Chapter 13. Streaming

  1. A stream of data is a sequence of elements that could have no end.
  2. Streams provided by akka-stream library.
  3. Using akka-stream involves two steps:
    • define a blueprint: how streams need to be processed;
    • execute the blueprint: the graph is turned into actors that actually stream the data.
  4. Source and Sink are stream endpoints.
  5. The Source and Sink form RunnableGraph when connected together.
  6. All inputs and outputs in graph should be connected to form RunnableGraph.
  7. RunnableGraph.run materialize the graph - it creates needed resources and do actual work. It requires Materializer in implicit scope. ActorMaterializer converts RunnableGraph into actors.
  8. A stream can be cancelled using take, takeWhile and takeWithin.
  9. Streams use special protocol between data publisher and subscriber.
  10. Data subscriber use nonblocking back pressure to signal the publisher how much data it can process.
  11. Back pressure is traversed from the end of stream to the beginning to ensure no publisher sends more messages than slowest consumer can process.
  12. Reactive Streams Initiative is a standard for asynchronous stream processing with nonblocking back pressure.
  13. Akka-stream uses buffers internaly, so it requests batches of elements instead of requesting every single one.
  14. Akka-stream performs operator fusion to remove unnecessary asynchronous boundaries in the graph. As many stages in a graph as possible are run on a single actor. This behavior is configurable.
  15. Sources and sinks can provide an auxiliary value in a Future. It's possible to configure which value should be kept in each transition (left, right or both).
  16. Flow component is used to perform processing on a stream data.
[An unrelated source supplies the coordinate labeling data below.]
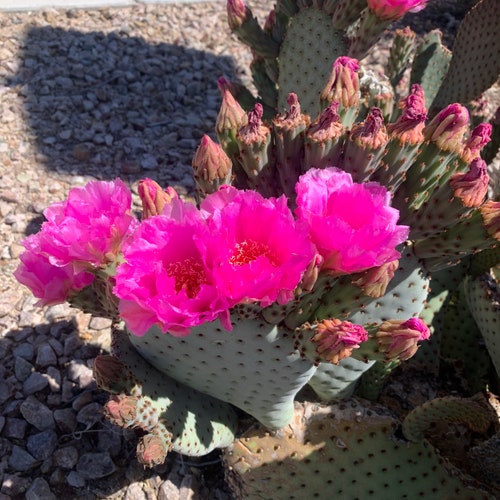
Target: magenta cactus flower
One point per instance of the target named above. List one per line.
(49, 283)
(352, 225)
(255, 262)
(391, 10)
(88, 228)
(165, 278)
(335, 339)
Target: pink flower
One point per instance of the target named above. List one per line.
(335, 339)
(166, 278)
(390, 10)
(49, 283)
(89, 226)
(352, 225)
(261, 252)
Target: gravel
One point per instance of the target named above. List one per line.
(94, 94)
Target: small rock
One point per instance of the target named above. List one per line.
(65, 419)
(15, 428)
(42, 444)
(40, 490)
(135, 492)
(46, 356)
(54, 378)
(75, 479)
(34, 383)
(24, 350)
(97, 323)
(37, 414)
(66, 457)
(90, 414)
(79, 372)
(20, 460)
(22, 368)
(95, 465)
(14, 485)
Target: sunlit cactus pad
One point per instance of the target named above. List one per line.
(346, 451)
(253, 367)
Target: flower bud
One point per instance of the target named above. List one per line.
(408, 127)
(471, 187)
(490, 211)
(154, 198)
(121, 410)
(343, 84)
(151, 450)
(212, 167)
(335, 339)
(479, 137)
(398, 339)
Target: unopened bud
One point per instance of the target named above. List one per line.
(154, 198)
(471, 187)
(335, 339)
(398, 339)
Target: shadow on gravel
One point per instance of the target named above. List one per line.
(57, 431)
(112, 105)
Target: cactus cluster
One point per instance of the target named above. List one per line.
(342, 328)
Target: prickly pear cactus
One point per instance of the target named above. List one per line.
(254, 367)
(348, 450)
(172, 415)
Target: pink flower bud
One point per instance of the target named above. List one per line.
(370, 134)
(479, 137)
(211, 164)
(335, 339)
(391, 10)
(343, 84)
(231, 115)
(151, 450)
(448, 127)
(471, 187)
(121, 410)
(490, 211)
(398, 339)
(408, 127)
(237, 13)
(154, 198)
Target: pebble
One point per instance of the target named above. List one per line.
(95, 465)
(20, 460)
(34, 383)
(40, 490)
(37, 414)
(42, 444)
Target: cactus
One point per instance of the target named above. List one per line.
(351, 450)
(214, 322)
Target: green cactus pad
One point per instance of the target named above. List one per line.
(346, 451)
(197, 422)
(475, 65)
(253, 367)
(452, 410)
(307, 53)
(430, 65)
(483, 297)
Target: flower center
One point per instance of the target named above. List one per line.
(247, 251)
(189, 276)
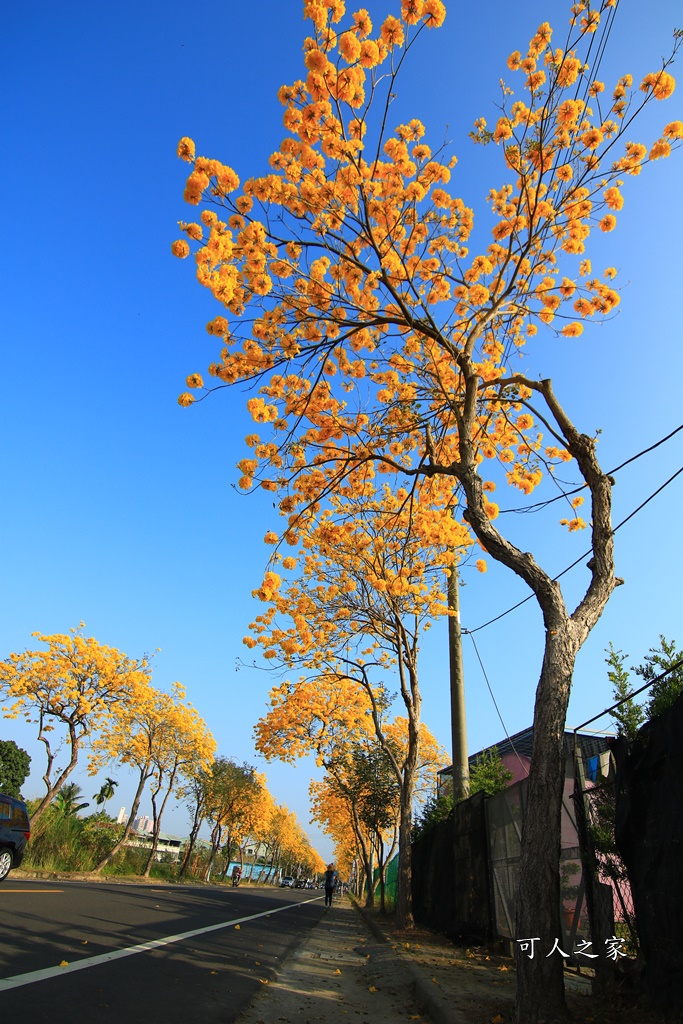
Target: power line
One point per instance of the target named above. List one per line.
(507, 734)
(523, 510)
(584, 555)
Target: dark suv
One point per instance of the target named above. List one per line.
(14, 834)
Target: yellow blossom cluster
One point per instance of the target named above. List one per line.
(349, 294)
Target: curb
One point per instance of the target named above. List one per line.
(429, 995)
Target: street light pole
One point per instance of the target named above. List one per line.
(461, 771)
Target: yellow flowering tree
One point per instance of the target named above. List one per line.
(135, 735)
(374, 337)
(371, 580)
(74, 686)
(182, 752)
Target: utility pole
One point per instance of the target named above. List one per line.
(461, 771)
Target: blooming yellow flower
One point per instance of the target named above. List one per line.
(186, 150)
(180, 248)
(392, 32)
(412, 10)
(662, 84)
(434, 13)
(660, 148)
(674, 130)
(364, 25)
(613, 198)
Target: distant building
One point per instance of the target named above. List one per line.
(167, 844)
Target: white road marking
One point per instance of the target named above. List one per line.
(53, 972)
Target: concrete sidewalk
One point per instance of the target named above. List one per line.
(341, 972)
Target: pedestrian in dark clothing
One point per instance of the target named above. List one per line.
(330, 884)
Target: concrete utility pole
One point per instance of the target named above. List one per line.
(461, 770)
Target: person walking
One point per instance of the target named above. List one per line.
(330, 884)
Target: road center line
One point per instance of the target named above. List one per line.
(53, 972)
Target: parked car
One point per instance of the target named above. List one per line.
(14, 834)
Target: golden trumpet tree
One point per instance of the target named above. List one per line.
(152, 734)
(232, 791)
(75, 685)
(182, 750)
(381, 331)
(372, 572)
(332, 809)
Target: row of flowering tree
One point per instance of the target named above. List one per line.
(85, 697)
(382, 328)
(370, 582)
(233, 800)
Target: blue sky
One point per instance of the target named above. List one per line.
(119, 507)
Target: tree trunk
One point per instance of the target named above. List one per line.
(404, 876)
(540, 978)
(144, 775)
(53, 790)
(197, 824)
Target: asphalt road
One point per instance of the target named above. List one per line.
(68, 950)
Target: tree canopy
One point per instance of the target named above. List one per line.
(382, 330)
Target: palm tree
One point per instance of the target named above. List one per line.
(66, 800)
(105, 793)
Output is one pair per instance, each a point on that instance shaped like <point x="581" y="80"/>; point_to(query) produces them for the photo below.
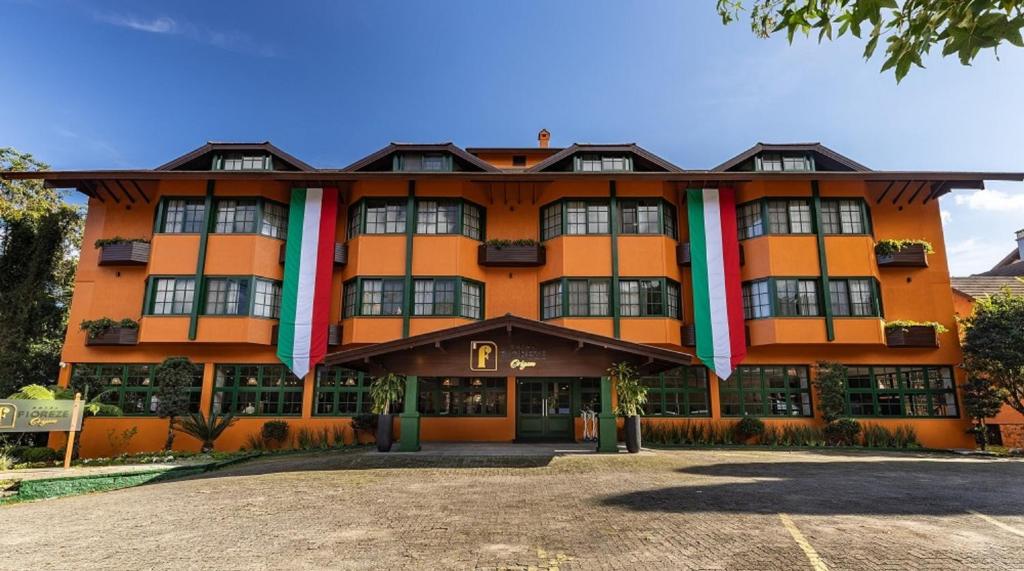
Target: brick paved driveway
<point x="665" y="510"/>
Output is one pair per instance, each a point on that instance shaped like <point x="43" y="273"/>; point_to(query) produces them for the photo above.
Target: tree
<point x="981" y="400"/>
<point x="830" y="383"/>
<point x="993" y="344"/>
<point x="910" y="29"/>
<point x="40" y="236"/>
<point x="173" y="378"/>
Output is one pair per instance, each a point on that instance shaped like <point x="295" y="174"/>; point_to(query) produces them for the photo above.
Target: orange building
<point x="1007" y="427"/>
<point x="503" y="282"/>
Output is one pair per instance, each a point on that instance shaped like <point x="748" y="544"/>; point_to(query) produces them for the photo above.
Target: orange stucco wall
<point x="921" y="294"/>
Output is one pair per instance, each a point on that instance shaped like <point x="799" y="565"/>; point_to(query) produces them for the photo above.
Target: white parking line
<point x="812" y="555"/>
<point x="997" y="523"/>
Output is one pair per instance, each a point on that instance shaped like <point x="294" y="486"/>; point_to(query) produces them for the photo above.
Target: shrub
<point x="38" y="454"/>
<point x="749" y="427"/>
<point x="274" y="431"/>
<point x="842" y="432"/>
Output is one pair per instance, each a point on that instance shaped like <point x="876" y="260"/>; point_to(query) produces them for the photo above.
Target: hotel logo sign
<point x="482" y="355"/>
<point x="38" y="415"/>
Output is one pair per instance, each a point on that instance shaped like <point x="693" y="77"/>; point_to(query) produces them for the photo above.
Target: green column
<point x="410" y="418"/>
<point x="607" y="439"/>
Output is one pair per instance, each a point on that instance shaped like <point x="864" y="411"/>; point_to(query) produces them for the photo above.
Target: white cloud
<point x="224" y="39"/>
<point x="991" y="201"/>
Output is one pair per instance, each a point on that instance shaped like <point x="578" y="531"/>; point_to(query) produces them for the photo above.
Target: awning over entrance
<point x="507" y="346"/>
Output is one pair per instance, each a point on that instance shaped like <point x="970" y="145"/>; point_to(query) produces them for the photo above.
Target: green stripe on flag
<point x="698" y="271"/>
<point x="290" y="289"/>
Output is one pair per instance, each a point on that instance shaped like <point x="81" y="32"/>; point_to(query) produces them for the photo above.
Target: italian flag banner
<point x="305" y="296"/>
<point x="718" y="301"/>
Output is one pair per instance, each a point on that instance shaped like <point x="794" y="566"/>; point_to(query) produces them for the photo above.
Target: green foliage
<point x="749" y="427"/>
<point x="830" y="383"/>
<point x="877" y="436"/>
<point x="687" y="433"/>
<point x="39" y="240"/>
<point x="501" y="243"/>
<point x="96" y="327"/>
<point x="631" y="395"/>
<point x="909" y="29"/>
<point x="993" y="344"/>
<point x="981" y="400"/>
<point x="890" y="247"/>
<point x="274" y="431"/>
<point x="117" y="239"/>
<point x="206" y="430"/>
<point x="173" y="378"/>
<point x="906" y="323"/>
<point x="386" y="391"/>
<point x="842" y="432"/>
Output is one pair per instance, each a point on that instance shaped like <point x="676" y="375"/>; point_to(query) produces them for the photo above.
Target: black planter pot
<point x="633" y="434"/>
<point x="385" y="429"/>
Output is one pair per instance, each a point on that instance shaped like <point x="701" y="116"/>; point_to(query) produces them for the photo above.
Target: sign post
<point x="76" y="411"/>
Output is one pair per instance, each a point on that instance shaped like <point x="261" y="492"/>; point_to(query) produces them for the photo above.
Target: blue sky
<point x="91" y="85"/>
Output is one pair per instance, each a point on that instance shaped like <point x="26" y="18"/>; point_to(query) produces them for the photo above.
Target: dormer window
<point x="775" y="162"/>
<point x="241" y="162"/>
<point x="420" y="163"/>
<point x="602" y="164"/>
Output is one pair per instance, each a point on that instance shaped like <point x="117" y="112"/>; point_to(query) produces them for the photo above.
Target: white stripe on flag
<point x="716" y="283"/>
<point x="306" y="282"/>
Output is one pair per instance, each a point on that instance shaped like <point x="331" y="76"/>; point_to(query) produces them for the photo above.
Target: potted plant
<point x="632" y="396"/>
<point x="386" y="391"/>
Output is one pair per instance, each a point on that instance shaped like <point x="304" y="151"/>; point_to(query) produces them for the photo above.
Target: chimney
<point x="543" y="138"/>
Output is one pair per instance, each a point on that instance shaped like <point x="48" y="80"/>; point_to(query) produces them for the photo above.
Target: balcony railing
<point x="125" y="254"/>
<point x="511" y="256"/>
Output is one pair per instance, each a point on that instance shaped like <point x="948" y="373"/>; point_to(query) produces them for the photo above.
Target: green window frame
<point x="422" y="163"/>
<point x="775" y="216"/>
<point x="845" y="216"/>
<point x="901" y="391"/>
<point x="256" y="390"/>
<point x="463" y="396"/>
<point x="854" y="297"/>
<point x="588" y="163"/>
<point x="342" y="392"/>
<point x="679" y="392"/>
<point x="243" y="162"/>
<point x="250" y="216"/>
<point x="432" y="297"/>
<point x="766" y="391"/>
<point x="169" y="295"/>
<point x="784" y="162"/>
<point x="787" y="297"/>
<point x="131" y="387"/>
<point x="180" y="215"/>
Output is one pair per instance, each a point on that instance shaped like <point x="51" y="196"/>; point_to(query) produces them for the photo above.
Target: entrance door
<point x="544" y="409"/>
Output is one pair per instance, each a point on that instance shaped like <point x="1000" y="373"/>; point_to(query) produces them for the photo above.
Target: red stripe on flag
<point x="325" y="274"/>
<point x="733" y="292"/>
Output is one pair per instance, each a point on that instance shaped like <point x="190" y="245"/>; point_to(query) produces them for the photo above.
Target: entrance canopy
<point x="506" y="346"/>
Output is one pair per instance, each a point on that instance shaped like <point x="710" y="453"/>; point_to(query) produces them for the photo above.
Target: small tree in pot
<point x="386" y="391"/>
<point x="632" y="396"/>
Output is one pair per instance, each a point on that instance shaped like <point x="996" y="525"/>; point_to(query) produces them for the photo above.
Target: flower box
<point x="912" y="336"/>
<point x="114" y="336"/>
<point x="340" y="254"/>
<point x="511" y="256"/>
<point x="125" y="254"/>
<point x="333" y="335"/>
<point x="910" y="256"/>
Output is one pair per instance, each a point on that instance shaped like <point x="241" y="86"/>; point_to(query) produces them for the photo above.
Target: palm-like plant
<point x="206" y="430"/>
<point x="386" y="391"/>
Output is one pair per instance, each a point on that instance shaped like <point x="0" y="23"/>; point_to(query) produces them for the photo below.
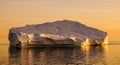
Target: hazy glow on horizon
<point x="101" y="14"/>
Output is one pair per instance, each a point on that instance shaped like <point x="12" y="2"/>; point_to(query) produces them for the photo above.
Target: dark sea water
<point x="85" y="55"/>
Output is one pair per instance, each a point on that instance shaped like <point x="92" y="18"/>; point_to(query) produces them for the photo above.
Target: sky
<point x="101" y="14"/>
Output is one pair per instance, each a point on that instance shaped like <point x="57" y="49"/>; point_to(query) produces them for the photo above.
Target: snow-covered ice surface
<point x="60" y="33"/>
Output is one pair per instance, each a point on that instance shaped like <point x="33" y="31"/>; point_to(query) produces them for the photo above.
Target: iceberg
<point x="61" y="33"/>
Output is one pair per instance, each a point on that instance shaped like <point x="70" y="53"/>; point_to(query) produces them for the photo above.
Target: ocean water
<point x="84" y="55"/>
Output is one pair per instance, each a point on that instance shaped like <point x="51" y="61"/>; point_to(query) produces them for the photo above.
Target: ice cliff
<point x="58" y="33"/>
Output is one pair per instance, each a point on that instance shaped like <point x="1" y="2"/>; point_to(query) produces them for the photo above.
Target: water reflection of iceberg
<point x="55" y="56"/>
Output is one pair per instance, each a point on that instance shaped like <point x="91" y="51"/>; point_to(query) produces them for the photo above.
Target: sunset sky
<point x="101" y="14"/>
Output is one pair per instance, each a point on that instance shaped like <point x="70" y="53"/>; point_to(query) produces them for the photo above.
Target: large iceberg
<point x="59" y="33"/>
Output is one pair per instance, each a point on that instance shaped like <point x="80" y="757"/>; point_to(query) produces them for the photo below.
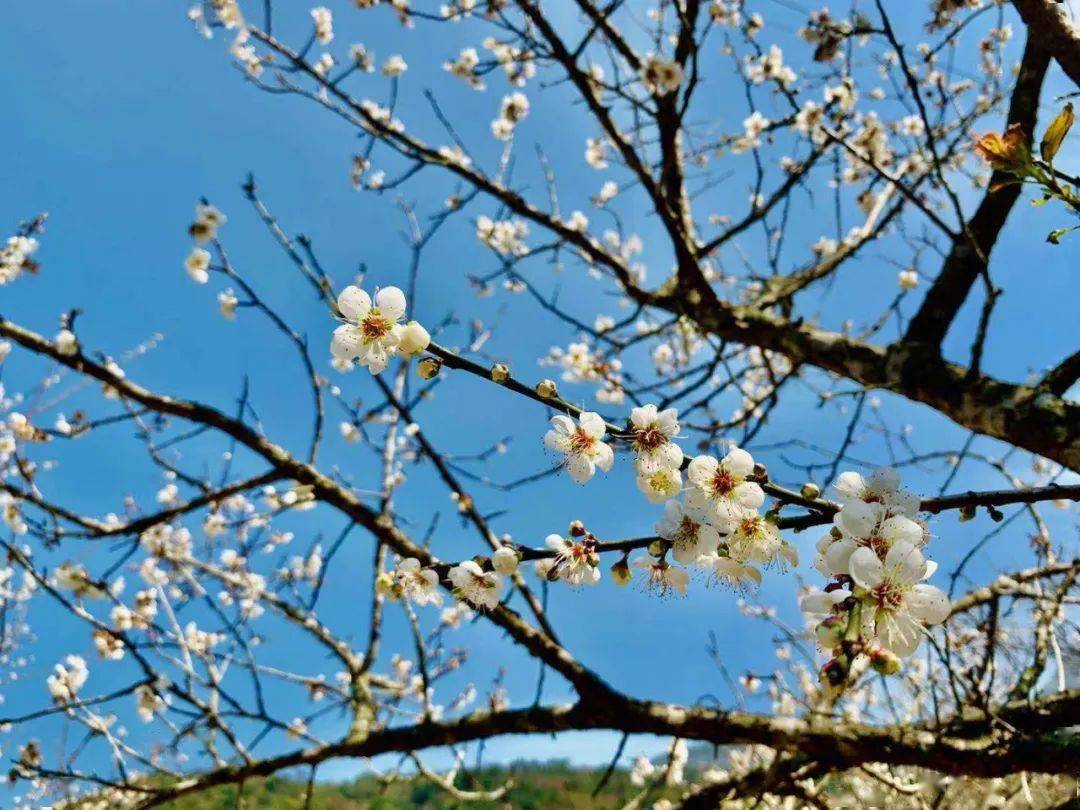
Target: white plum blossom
<point x="663" y="577"/>
<point x="881" y="487"/>
<point x="148" y="703"/>
<point x="15" y="257"/>
<point x="576" y="563"/>
<point x="370" y="334"/>
<point x="864" y="525"/>
<point x="661" y="484"/>
<point x="753" y="537"/>
<point x="723" y="485"/>
<point x="514" y="108"/>
<point x="417" y="583"/>
<point x="324" y="24"/>
<point x="504" y="559"/>
<point x="68" y="677"/>
<point x="726" y="570"/>
<point x="394" y="66"/>
<point x="414" y="340"/>
<point x="898" y="604"/>
<point x="688" y="530"/>
<point x="67" y="345"/>
<point x="652" y="439"/>
<point x="504" y="237"/>
<point x="473" y="584"/>
<point x="660" y="76"/>
<point x="582" y="443"/>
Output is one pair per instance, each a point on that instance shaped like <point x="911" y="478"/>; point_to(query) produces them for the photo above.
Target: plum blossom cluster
<point x="580" y="363"/>
<point x="15" y="258"/>
<point x="716" y="524"/>
<point x="372" y="331"/>
<point x="877" y="602"/>
<point x="203" y="229"/>
<point x="513" y="110"/>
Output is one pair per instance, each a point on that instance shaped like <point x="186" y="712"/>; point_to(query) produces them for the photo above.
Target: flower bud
<point x="429" y="367"/>
<point x="504" y="559"/>
<point x="415" y="339"/>
<point x="547" y="389"/>
<point x="66" y="342"/>
<point x="621" y="572"/>
<point x="829" y="632"/>
<point x="885" y="661"/>
<point x="385" y="585"/>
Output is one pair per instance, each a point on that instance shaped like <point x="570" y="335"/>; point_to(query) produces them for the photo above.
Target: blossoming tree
<point x="909" y="684"/>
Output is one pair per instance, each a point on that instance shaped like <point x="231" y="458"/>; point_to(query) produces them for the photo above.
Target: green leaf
<point x="1056" y="132"/>
<point x="1055" y="235"/>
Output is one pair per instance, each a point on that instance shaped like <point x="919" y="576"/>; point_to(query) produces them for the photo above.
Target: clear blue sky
<point x="119" y="118"/>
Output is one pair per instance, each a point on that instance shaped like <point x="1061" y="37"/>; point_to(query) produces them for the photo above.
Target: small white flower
<point x="865" y="525"/>
<point x="394" y="66"/>
<point x="198" y="265"/>
<point x="370" y="334"/>
<point x="67" y="678"/>
<point x="66" y="342"/>
<point x="504" y="559"/>
<point x="478" y="588"/>
<point x="660" y="76"/>
<point x="688" y="531"/>
<point x="663" y="577"/>
<point x="414" y="340"/>
<point x="881" y="487"/>
<point x="754" y="538"/>
<point x="148" y="703"/>
<point x="661" y="484"/>
<point x="324" y="24"/>
<point x="582" y="444"/>
<point x="729" y="571"/>
<point x="576" y="563"/>
<point x="227" y="302"/>
<point x="723" y="485"/>
<point x="652" y="434"/>
<point x="419" y="584"/>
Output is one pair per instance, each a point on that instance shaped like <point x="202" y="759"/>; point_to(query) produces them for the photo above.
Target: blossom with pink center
<point x="582" y="443"/>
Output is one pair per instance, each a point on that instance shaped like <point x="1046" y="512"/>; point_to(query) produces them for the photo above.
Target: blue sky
<point x="120" y="118"/>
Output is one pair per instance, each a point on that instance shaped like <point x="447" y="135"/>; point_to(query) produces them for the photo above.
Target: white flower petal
<point x="865" y="568"/>
<point x="928" y="604"/>
<point x="739" y="462"/>
<point x="905" y="564"/>
<point x="391" y="302"/>
<point x="353" y="302"/>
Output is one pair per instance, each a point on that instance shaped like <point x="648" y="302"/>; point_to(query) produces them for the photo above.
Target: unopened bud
<point x="547" y="389"/>
<point x="429" y="367"/>
<point x="833" y="673"/>
<point x="415" y="339"/>
<point x="504" y="559"/>
<point x="885" y="661"/>
<point x="829" y="632"/>
<point x="385" y="584"/>
<point x="621" y="572"/>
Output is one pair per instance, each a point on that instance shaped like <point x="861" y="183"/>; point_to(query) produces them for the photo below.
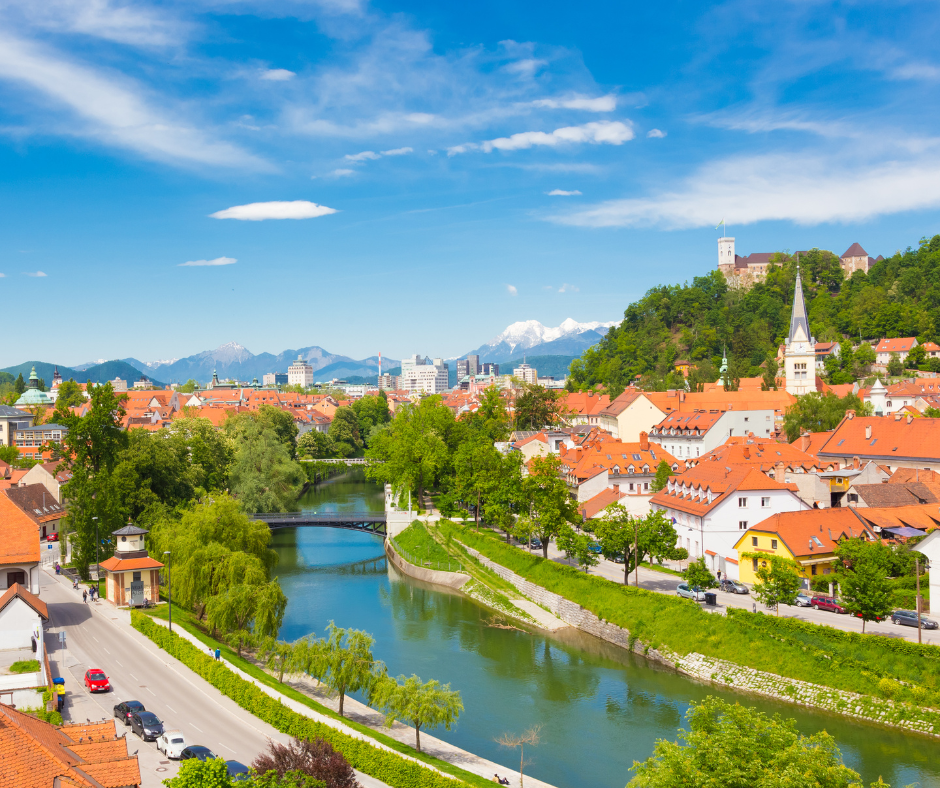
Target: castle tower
<point x="726" y="256"/>
<point x="799" y="358"/>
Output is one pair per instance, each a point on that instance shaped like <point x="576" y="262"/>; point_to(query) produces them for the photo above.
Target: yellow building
<point x="809" y="537"/>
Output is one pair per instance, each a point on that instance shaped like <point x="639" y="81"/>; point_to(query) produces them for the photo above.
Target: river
<point x="600" y="707"/>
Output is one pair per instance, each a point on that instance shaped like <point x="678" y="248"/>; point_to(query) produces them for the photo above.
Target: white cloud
<point x="259" y="211"/>
<point x="606" y="103"/>
<point x="808" y="190"/>
<point x="277" y="75"/>
<point x="113" y="109"/>
<point x="596" y="133"/>
<point x="216" y="261"/>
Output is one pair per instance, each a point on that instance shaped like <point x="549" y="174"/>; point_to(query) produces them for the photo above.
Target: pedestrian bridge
<point x="370" y="522"/>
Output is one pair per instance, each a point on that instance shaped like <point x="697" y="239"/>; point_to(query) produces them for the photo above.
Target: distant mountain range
<point x="531" y="337"/>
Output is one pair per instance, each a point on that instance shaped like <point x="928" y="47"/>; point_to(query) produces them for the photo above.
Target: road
<point x="98" y="635"/>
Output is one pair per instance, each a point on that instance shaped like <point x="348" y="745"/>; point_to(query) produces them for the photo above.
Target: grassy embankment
<point x="186" y="620"/>
<point x="866" y="664"/>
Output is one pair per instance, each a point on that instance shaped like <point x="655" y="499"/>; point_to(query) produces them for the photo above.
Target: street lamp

A Flow has one input port and one output.
  17. Akka-stream has a couple of predefined Flows for framing that can be used to identify frames of data in a stream.
  18. The Flow has many collection-like operations, such as map and filter.
  19. A stream is not a collection. Big difference: the size of stream is not known.
  20. By default, stream processing is stopeed when an exception occurs. Supervisor strategy can be set for every graph component or for the complete graph to avoid this.
  21. Another option: catch exceptions and pass them through the stream as special messages.
  22. Bidirectional flow has two open inputs and two open outputs.
  23. BidiFlow can be stacked on top of a flow as an adapter.
  24. In other words: BidiFlow provides two flows that can be connected before and after the existing flow to adapt input and output of the flow.
  25. Akka-http internally uses akka-stream.
  26. HTTP request entity has a dataBytes field which is Source of data in the HTTP stream.
  27. Source can be send to the client as HttpEntity(ContentType, Source).
  28. Akka-http makes it possible to create custom marshallers and unmarshallers for entity data of different content types.
  29. Akka-stream provides graph DSL.
  30. Graph DSL provides GraphDSL.Builder to create the nodes and a ~> method to connect nodes.
  31. Flows can be merged with MergeGraphStage or MergePreferredGraphStage.
  32. Source.combine can be used to merge Sources.
  33. Buffers can be used in streams. Flow.buffer method requires two arguments: buffer size and overflow strategy.
  34. Buffer overflow strategies:
    • dropHead;
    • dropTail;
    • dropBuffer;
    • dropNew;
    • backpressure;
    • fail.
  35. Flow.groupedWithin groups stream elements that arrived during specified time. Can be used to decrease load to the consumer.
  36. Flow.expand registers iterator that will be used when there are no elements available from the flow but fast consumer is ready to process. It will pull elements from the iterator in this case.

Chapter 14. Clustering

  1. A cluster is a dynamic group of nodes, it makes it possible to dynamically grow and shrink the number of nodes.
  2. Each node is a JVM with actor system started in it.
  3. All actor systems in the cluster should have the same name (this is the name of the cluster as well).
  4. Each cluster should contain one or more seed nodes. Seed nodes is a founders of the cluster.
  5. New node should know a list of seed nodes to join to the cluster. The list can be set in the configuration file.
  6. New node sends join message to each seed node; the first seed node to respond will get to handle the join command.
  7. One of the nodes in the cluster is the leader. The leader decides if a member node is up or down.
  8. The first node, in sort order, that is Up or Leaving automatically becomes the leader.
  9. If node in the cluster is down, it's flagged as UNREACHABLE.
  10. The leader can't execute any leader actions as long as any of the nodes are unreachable. No node can leave or join the cluster in this case.
  11. The unreachable node have to be taken down (use down method or akka.cluster.auto-down-unreachable-after setting).
  12. An actor can use Cluster.subscribe method to subscribe to cluster events: MemberUp, MemberExited, MemberRemoved, UnreachableMember, ReachableMember and CurrentClusterState.
  13. ActorRef.watch method can be used as usual to watch actors in the cluster.
  14. Routers can be used with ClusterRouterPool and ClusterRouterGroup wrappers.
  15. Cluster can be tested on local machine or in multi-JVM environment with sbt-multi-jvm plugin in usual way.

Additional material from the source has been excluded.